Berdecak, Bagas memilih bangkit dan melempar kursi yang tadi dia duduki sembarangan. Mengabaikan guru yang baru akan masuk kelas mengelus dadanya kaget.

Chelsea yang melihat interaksi tersebut hanya menautkan dua alisnya, kemudian menaikkan tangan kanannya.

"Iya, Chel?"

"Apa dia anak orang yang berpengaruh di sekolah ini hingga ibu tidak berani menegurnya?" tanya Chelsea yang membuat si ibu guru berjengit kaget.

"Oke, selamat siang anak-anak. Kita akan mulai pelajaran kali ini mengenai, Genre dan fokus pada Procedure Text" ucap si ibu guru mengalihkan pertanyaan Chelsea.

Chelsea hanya bergidik tidak peduli dan segera mengambil ponsel mengirim pesan pada seseorang yang dia kenal.

"Ah ... Jadi dia anak donatur tetap sekolah? Seperti sinetron saja." gumam Chelsea.

Memasukkan kembali ponselnya, Chelsea fokus pada pelajaran dan tidak ingin masuk terlalu jauh pada dunia Bagas. Tidak tertarik. Dan tidak peduli.

_

Sedang Bagas kembali ke kelasnya dengan uring-uringan sambil memarahi siapapun yang ada di dekatnya dan ketahuan sedang memperhatikannya.

Membuka pintu kelas dengan keras, mengabaikan guru yang sudah masuk, Bagas duduk di kursi dan memasang headphone sambil memutar musik dengan volume paling keras. Tidur.

Guru yang melihat kejadian itu hanya menghela nafas keras. Mereka bukan takut, tapi sudah menyerah tidak tahu lagi harus bagaimana. Jadi, selama Bagas tidak merugikan nama sekolah, para guru menganggap semuanya masih  batasan aman.

Sampai kelas berakhir, Bagas baru terbangun dan melihat Diffa tengah bermain game disampingnya.

"Anak-anak pada kemana?" tanya Bagas di sela-sela mengumpulkan kembali nyawanya.

"Pulanglah!
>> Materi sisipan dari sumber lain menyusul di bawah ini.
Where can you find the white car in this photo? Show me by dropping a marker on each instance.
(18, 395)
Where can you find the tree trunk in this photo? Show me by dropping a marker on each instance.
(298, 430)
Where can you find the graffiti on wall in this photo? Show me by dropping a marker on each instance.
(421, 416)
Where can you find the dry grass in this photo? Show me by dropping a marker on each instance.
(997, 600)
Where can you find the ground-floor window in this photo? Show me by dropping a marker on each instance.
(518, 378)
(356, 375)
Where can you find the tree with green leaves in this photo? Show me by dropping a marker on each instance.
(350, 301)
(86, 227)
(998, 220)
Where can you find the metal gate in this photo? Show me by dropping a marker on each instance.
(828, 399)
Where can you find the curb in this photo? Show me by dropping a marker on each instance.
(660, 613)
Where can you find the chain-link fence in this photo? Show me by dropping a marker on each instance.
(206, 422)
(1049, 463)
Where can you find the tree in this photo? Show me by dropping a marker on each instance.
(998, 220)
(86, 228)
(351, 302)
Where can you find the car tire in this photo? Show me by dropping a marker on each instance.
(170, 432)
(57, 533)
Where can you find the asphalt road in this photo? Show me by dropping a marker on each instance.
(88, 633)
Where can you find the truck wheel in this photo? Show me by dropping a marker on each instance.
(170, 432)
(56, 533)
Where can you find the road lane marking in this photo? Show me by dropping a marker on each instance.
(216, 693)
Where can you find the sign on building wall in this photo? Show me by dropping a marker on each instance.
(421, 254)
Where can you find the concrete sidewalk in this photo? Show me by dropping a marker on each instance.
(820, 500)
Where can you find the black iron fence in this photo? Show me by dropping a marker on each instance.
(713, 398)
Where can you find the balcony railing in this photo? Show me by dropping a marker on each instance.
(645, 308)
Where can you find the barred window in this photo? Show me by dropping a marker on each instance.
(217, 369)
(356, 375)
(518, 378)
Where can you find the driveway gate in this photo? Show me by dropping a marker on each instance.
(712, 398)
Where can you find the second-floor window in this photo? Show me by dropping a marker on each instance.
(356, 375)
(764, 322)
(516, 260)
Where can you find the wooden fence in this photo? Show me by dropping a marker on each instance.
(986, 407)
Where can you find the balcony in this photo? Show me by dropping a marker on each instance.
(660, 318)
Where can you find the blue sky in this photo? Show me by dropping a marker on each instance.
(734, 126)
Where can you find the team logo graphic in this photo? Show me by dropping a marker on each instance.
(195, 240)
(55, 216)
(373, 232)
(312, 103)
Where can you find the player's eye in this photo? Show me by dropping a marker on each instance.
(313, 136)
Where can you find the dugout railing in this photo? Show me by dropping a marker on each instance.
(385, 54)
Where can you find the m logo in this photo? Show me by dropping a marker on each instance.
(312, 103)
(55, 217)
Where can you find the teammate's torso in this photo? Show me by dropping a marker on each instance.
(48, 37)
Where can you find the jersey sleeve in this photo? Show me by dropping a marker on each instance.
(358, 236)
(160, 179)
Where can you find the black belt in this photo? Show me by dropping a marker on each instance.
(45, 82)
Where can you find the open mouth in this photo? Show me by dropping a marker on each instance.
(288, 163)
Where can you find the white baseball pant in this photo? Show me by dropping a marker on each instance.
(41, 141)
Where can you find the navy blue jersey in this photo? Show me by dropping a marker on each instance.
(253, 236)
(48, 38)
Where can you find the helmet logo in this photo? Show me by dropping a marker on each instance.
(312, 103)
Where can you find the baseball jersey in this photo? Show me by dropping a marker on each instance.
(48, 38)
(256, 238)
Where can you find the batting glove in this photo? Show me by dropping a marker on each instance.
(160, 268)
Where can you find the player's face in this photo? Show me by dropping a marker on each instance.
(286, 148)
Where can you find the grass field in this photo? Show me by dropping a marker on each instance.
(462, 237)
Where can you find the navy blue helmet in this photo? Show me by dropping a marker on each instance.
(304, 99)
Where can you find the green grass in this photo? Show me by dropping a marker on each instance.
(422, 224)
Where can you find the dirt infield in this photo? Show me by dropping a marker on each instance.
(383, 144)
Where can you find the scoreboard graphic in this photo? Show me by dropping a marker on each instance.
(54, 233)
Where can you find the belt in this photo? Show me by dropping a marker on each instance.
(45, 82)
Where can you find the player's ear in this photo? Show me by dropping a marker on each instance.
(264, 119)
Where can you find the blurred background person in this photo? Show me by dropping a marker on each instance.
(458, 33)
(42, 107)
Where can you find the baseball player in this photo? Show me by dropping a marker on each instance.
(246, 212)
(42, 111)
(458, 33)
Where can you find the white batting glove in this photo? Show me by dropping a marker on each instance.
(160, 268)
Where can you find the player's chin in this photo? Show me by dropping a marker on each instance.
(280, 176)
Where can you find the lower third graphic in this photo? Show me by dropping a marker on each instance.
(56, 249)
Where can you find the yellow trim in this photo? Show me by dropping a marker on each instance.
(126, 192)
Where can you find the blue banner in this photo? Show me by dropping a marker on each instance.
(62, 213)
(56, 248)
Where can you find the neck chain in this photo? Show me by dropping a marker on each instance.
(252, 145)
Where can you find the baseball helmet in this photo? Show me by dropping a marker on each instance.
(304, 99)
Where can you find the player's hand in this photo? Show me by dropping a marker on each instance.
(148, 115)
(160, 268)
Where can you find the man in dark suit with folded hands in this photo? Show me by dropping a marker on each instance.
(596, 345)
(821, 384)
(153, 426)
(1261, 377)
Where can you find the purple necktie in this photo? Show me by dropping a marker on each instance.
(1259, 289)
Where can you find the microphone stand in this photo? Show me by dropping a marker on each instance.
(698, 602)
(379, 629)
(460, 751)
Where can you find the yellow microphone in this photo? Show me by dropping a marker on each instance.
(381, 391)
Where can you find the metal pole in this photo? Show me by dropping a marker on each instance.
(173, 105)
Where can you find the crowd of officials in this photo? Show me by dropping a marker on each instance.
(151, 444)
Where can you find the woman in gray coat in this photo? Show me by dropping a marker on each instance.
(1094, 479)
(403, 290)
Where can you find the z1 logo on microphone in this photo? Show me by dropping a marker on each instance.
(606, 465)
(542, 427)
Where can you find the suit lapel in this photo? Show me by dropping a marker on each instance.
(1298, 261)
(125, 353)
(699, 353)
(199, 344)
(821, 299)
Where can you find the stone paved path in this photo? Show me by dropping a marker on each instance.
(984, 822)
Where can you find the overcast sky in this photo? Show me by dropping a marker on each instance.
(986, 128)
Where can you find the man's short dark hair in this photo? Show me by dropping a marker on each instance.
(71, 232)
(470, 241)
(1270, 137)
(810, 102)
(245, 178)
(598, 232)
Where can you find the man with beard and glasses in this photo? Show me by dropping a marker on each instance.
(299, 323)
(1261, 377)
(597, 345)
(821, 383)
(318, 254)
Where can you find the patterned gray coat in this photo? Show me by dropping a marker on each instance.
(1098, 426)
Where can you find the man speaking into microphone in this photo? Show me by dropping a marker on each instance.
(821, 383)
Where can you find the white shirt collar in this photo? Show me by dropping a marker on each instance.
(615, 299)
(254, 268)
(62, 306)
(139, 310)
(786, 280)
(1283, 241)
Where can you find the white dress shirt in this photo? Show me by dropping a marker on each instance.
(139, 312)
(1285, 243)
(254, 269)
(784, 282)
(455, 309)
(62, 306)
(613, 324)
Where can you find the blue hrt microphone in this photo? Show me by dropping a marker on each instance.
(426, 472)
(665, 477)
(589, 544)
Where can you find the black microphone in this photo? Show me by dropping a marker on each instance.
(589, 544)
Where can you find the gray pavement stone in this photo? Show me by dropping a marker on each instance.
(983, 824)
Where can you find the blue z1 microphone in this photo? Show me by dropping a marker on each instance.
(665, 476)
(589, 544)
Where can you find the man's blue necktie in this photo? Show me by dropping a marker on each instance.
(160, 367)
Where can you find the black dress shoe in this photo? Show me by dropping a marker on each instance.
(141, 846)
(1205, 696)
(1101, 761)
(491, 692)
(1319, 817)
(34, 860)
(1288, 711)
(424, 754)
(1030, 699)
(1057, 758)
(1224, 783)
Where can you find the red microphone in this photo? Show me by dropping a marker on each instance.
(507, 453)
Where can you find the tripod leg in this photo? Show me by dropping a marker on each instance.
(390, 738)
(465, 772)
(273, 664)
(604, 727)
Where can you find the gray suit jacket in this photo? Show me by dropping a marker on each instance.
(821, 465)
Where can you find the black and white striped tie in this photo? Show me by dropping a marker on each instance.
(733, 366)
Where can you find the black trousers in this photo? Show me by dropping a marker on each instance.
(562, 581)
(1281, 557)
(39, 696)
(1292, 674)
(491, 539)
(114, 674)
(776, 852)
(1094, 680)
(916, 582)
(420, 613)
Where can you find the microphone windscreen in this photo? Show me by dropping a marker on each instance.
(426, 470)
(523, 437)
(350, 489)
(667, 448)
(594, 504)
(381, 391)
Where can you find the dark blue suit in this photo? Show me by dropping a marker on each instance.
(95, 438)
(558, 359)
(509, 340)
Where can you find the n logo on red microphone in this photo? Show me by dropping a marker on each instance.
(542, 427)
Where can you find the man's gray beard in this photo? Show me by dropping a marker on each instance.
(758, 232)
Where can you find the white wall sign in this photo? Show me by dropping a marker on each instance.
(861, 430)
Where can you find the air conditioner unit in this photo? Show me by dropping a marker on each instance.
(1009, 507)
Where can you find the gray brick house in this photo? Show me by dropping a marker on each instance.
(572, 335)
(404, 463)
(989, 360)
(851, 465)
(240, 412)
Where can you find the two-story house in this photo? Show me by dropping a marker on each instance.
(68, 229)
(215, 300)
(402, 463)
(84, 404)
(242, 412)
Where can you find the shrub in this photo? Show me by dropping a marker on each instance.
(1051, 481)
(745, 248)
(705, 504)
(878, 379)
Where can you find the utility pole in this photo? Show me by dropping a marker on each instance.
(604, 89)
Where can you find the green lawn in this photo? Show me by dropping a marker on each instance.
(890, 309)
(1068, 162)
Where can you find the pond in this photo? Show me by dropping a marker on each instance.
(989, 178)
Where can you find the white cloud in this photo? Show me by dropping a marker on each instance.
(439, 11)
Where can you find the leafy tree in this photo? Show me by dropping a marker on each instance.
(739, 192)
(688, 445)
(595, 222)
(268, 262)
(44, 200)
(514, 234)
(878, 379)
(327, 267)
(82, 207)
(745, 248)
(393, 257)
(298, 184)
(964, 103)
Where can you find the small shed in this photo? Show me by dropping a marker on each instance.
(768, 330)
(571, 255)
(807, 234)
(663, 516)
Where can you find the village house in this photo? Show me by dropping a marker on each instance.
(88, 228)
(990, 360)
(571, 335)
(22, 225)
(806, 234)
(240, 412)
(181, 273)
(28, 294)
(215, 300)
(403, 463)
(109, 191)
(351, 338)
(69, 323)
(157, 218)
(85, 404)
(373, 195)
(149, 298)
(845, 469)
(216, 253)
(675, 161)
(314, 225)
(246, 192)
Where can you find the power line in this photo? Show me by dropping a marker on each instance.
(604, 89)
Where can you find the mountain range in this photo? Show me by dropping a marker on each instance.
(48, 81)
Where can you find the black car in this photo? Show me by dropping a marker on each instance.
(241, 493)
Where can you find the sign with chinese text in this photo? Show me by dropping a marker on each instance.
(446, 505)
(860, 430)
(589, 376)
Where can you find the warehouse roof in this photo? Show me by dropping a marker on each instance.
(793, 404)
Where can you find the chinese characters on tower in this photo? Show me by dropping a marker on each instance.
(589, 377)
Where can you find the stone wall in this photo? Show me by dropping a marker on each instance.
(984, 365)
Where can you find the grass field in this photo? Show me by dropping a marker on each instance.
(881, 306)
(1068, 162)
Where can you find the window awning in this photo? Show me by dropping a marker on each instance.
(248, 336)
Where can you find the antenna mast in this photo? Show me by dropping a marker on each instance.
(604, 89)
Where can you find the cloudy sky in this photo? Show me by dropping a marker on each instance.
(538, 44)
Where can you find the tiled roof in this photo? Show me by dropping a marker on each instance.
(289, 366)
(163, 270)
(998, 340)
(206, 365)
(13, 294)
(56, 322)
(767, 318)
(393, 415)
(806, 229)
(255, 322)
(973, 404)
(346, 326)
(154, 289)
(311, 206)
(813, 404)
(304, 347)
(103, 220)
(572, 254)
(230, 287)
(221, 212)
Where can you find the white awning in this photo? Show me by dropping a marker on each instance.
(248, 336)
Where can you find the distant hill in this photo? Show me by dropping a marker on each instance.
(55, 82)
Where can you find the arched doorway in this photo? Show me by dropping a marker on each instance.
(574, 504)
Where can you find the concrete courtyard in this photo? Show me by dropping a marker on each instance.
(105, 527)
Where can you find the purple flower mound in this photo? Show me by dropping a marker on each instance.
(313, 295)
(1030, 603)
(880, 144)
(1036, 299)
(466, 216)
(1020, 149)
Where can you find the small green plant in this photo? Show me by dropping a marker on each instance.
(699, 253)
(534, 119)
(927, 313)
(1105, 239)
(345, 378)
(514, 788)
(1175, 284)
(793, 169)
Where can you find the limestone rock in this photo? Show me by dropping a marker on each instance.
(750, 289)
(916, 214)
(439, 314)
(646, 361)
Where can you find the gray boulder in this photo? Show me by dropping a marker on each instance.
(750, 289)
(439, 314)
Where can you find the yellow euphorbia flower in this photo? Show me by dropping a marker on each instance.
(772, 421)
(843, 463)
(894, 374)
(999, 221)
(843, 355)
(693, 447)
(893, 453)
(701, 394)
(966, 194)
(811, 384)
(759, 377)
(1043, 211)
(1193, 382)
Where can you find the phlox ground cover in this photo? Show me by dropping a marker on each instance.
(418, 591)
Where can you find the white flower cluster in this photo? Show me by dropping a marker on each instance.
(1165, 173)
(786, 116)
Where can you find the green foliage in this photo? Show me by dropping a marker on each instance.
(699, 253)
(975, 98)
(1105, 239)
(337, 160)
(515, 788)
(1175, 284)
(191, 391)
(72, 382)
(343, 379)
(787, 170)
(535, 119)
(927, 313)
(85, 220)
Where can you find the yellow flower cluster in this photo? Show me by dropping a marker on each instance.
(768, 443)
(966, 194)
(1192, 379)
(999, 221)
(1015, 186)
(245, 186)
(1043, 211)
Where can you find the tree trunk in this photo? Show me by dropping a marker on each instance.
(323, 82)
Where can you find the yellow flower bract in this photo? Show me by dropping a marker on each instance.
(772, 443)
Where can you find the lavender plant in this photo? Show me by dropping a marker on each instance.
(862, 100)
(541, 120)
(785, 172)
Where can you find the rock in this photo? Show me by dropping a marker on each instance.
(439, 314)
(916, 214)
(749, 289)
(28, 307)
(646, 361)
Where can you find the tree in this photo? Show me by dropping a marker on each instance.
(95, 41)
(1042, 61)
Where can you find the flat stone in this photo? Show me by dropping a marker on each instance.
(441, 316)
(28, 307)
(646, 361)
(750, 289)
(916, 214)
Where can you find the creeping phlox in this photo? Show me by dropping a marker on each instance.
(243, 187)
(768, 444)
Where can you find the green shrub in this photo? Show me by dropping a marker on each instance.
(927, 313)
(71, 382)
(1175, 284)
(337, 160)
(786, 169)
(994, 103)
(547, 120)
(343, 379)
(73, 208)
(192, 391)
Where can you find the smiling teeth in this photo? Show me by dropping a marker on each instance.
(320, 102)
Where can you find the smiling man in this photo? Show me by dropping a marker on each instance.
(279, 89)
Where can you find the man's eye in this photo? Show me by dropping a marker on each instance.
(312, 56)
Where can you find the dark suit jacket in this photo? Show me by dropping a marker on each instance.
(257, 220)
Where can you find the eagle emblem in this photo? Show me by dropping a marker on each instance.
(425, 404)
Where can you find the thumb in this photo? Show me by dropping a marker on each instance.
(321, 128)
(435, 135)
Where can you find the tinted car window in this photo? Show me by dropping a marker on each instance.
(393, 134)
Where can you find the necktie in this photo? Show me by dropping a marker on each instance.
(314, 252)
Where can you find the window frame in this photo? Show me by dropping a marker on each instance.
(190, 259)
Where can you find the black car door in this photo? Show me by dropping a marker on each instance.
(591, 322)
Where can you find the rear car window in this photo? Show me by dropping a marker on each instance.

Ayo pulang!! Bel udah bunyi sepuluh menit yang lalu" ucap Diffa memasukkan buku-buku kedalam tas dan bangkit hendak meninggalkan Bagas yang masih terlihat bingung dari tempat duduknya.

"Lo tidur dari masuk tadu, bego!! Lagian lo kenaoa lagi sih? Masuk kelas marah-marah kayak tadi?" tanya Diffa tidak jadi melanjutkan langkahnya.

Seolah teringat dengan perlakuan Chelsea tadi, Bagas kembali berdecak kesal dan menyambar tas berikut memasukkan buku-bukunya sembarangan.

"Ayo pulang! Kita bikin rencana paling keren buat menyambut boneka baru kita!" ucap Bagas kasar dan keluar kelas lebih dulu.

Diffa seolah paham kemana arah pembicaraan Bagas. Ia hanya mengangguk kecil dan mengekor pada Bagas. Menyambut hari dan rencana berikutnya.